It is not logistically or financially feasible to bring that kind of equipment into the woods on to transport the chips out of the woods. Not to mention there aren't enough log truck drivers in the first place.
That's what we do in the northeast, and it is profitable.
What's the seasonality of your road systems, average slope of a harvest unit, and typical distance from a log landing to a mill or other endpoint for those residual chip products? It's been studied and piloted extensively in the PNW and does not work here unless heavily subsidized.
Different species mix as well. Less value per stem here as opposed to the eastern forests.
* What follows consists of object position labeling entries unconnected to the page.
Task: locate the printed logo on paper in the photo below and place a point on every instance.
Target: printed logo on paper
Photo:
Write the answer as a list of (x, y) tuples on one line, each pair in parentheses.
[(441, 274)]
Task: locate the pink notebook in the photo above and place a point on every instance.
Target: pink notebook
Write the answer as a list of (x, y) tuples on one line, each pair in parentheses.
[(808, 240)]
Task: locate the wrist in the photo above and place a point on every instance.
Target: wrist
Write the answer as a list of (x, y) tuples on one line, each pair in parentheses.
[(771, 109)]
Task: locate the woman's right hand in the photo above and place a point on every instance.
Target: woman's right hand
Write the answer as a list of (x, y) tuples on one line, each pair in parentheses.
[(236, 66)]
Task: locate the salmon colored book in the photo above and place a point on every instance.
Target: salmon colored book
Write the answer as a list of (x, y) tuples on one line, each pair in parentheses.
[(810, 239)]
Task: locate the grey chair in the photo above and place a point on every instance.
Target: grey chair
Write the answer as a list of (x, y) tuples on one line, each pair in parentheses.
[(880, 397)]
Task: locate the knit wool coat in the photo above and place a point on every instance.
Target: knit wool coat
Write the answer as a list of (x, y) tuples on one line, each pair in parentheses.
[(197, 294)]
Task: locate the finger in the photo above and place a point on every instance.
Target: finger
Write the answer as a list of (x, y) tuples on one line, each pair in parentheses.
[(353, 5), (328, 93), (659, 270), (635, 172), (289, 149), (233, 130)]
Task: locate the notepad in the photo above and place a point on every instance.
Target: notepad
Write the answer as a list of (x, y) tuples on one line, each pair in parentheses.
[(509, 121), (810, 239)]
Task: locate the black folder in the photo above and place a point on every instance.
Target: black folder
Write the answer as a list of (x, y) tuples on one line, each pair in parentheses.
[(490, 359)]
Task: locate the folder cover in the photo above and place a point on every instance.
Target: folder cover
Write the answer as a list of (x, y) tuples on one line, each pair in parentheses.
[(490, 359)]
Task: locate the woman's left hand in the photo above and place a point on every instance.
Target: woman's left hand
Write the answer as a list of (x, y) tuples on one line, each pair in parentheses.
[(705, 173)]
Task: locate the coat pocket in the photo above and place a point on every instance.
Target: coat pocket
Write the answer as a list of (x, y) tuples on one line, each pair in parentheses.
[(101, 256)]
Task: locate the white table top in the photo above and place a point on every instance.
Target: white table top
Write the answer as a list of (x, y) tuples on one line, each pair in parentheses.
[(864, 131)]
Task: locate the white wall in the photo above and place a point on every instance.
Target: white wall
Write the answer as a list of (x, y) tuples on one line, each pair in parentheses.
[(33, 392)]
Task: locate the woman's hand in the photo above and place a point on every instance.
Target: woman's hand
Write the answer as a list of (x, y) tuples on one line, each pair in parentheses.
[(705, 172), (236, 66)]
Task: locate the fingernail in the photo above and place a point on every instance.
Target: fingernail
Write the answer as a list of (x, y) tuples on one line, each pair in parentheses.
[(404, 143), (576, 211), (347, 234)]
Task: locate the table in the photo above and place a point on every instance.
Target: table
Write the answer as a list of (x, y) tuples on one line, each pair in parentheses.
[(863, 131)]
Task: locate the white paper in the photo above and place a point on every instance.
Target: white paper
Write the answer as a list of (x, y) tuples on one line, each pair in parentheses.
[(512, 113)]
Here, mostly birch, beech, oak, maple, ash, for predominate hardwoods. Pine, cedar, spruce, hemlock, fir, and a few others for softwood. I'm not sure about road restrictions. Paved secondary roads are usually open for heavy equipment by May 1" (closed to heavy equipment around Mar 1 as the frost begins to melt). Average woods road slope ranges 0° to ~15°, mostly under 8°. There are a dozen log yards within 30 minutes. We have a lot of contracted private Canadian loggers operate in our north woods.
I had my land sustainably harvested (FSB) in 2015. They sorted the good logs and chipped the rest. I'm not aware of any OSB manufacturers in my area. There were 3 hardwood pellet manufacturers in the state but all are +100 miles away. I'm not sure where those chips went. There is a paper plant nearby that pioneered biomass boilers, but those are all shut down before 2015.
With the high price of OSB (and other products) these days I would think the PNW would be a goldmine. If your inclines are huge, low end pulp truckers scarce (don't need CDLs on private land), lack of chip trailers and trucks, distance from plywood/OSB factories too far ... I guess I get it. It blows my mind to let all that firewood/OSB chips and pellet material burn off into the atmosphere when I'm staring at +$6/gal heating oil and as low as -25F° at the worst in winter. I'm surprised the West Coast Greenies don't fund it as CO2 suppression by chipping the slag and using it in other products vs burning it. You'd think they would be concerned about global warming from the smoke and heat.